Can GMO insects be used to fight insects carrying dangerous pathogens that can harm and kill people?
Mosquitoes spread some of the most dangerous diseases on the planet that together kill hundreds of thousands of people every year. This includes malaria, dengue fever, West Nile virus, and yellow fever. According to WHO, there are 212 million cases of malaria and 429 000 of them die per year.
The traditional methods that are used to combat this includes harmful pesticides. However, these methods have limited effectiveness due to emergence and buildup of resistance. There are also concerns about the environment.
Thus, there is a need to develop other methods for vector control that does not rely on pesticides.
Before GMO insects, there was SIT
Another method that has been used is called Sterile Insect Technique (SIT). This involves the release of mosquitoes that have been sterilized with radiation into the wild. These will then mate with the wild type mosquitoes which reduce the reproduction of wild mosquitoes. This is because fewer proportion of matings will result in a viable offspring. In other words, mosquitoes will waste more time and energy on matings that do not produce new mosquitoes.
This method, however, is not without limitations. The major downside with radiation sterilization is that you have to do it continuously. Otherwise, population can recover after you stop. On the other hand, this can be seen as a benefit as the intervention is reversible.
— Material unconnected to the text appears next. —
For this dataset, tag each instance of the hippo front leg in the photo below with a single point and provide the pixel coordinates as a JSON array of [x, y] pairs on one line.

There are ways to leverage genetic engineering methods to accomplish the same thing. This can be done in ways that is reversible (self-limiting), but also done in ways that is much more permanent (called self-sustaining).
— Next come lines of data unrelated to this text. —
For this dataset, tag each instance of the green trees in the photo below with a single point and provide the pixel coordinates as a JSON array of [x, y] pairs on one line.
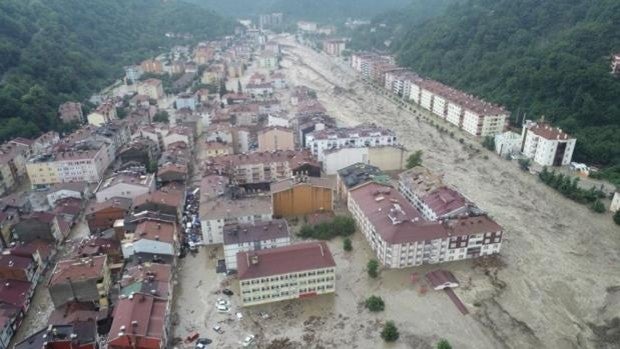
[[373, 268], [59, 50], [444, 344], [347, 245], [414, 159], [534, 57], [489, 143], [161, 116], [570, 188], [374, 304], [598, 206], [339, 226], [390, 332]]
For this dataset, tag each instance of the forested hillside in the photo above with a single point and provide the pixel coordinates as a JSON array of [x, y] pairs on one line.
[[536, 57], [54, 50], [323, 11]]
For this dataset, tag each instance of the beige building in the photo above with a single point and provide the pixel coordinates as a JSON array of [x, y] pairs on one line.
[[276, 138], [291, 272], [152, 88], [105, 113]]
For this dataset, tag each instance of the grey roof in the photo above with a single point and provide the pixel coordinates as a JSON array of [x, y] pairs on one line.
[[260, 231]]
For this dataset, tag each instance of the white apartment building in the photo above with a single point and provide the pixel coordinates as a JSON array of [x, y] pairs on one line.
[[68, 166], [430, 197], [547, 145], [253, 237], [215, 213], [364, 135], [291, 272], [401, 238]]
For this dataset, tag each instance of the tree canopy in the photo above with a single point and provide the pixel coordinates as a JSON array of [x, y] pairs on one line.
[[57, 50]]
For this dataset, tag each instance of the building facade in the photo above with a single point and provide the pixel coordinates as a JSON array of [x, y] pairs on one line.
[[291, 272]]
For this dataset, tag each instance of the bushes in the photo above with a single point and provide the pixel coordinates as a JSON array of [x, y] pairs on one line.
[[373, 268], [346, 245], [374, 304], [570, 187], [390, 332], [339, 226]]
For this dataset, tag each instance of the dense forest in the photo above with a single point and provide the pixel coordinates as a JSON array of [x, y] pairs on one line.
[[539, 58], [57, 50], [323, 11]]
But what about potential harms to the environment? Since each disease is only carried by a small number of insect species, they can be replaced or suppressed permanently without harm to the environment or the ecosystem. This is because many other species of mosquitoes or other insects can fill that ecological niche.
What about other downsides? The main limitations with this second approach is higher development costs and less post-release control. In contrast, sterile insect technique is relatively cheap and it is reversible by just stopping the release of those sterilized insects. The comparable benefit is that it can be done permanently.
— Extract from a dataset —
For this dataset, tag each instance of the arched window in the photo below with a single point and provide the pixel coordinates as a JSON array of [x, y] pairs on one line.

Five Things to Know about Genetically Modified (GM) Insects for Vector Control is a paper written by Luke and Nina Alphey from the University of Oxford and published in PLoS Pathogens in 2014. It covers five basic questions when it comes to the prospect of GM insects: why researchers and public health experts would like to do it, how it is done using the tools of molecular biology, recent advances in cage and fields trials with GM mosquitoes, efficient methods for rearing high-quality mosquitoes and regulations, as well as how to find good target pests.
How are GMO insects made?
So how are GMO insects that can help fight disease vectors made? DNA is inserted into the genome of the insect with a transposon-based system. This means that the DNA is placed inside a transposon that is placed inside a plasmid. This is then injected into insect embryos with an enzyme called transposase. This helps the transposon move to the genome of the insect itself.
There are very many places in the genome that the transposon can be inserted, but it is more or less random. Because the transposon itself does not contain the gene for a transposase, the gene is stable inside the genome. This system typically also include a marker gene that can produce a protein that fluorescence under certain wavelengths of light so that the insects that have had a gene successfully integrated into the genome.
Currently, there are field trials with self-limiting genetic systems that have been shown to be successful. More invasive methods that would have more permanent effects are under development.
There are still many issues that remain. How can researches rear high-quality insects in sufficient numbers? How can quality in the field even be measured? Do we know enough about how the vector works and spread?
The researchers point out that this is not a magic bullet approach that will solve all problems, but a powerful technique with specific benefits and limitations that should be explored. In other words, multiple methods will need to be employed and that no single method should exclusively be relied on. This is needed to ensure that researchers deliver an approach that is safe for humans and the environment, that is highly effective against the vectors and is sustainable over time.
Will people accept GMO insects?
Can successful applications of GMO insects that target harmful vectors and reduce incidence of these terrible diseases overcome the resistance to biotechnology applications that involve genetic modification? Since there is so much fearmongering and nonsense being spread about GM crops (including many people wrongly insisting that they would never eat food with DNA in it), it is not a given that these GMO insects will be accepted, let alone embraced.
Perhaps the turn will happen when we see substantial drops in the incidence of these diseases. However, it is probably a good bet to predict that anti-GMO activists will oppose GMO insects, insist that they are harmful and attribute the disease incidence reduction on other factors. In a program that involves multiple methods, this may appear to be persuasive.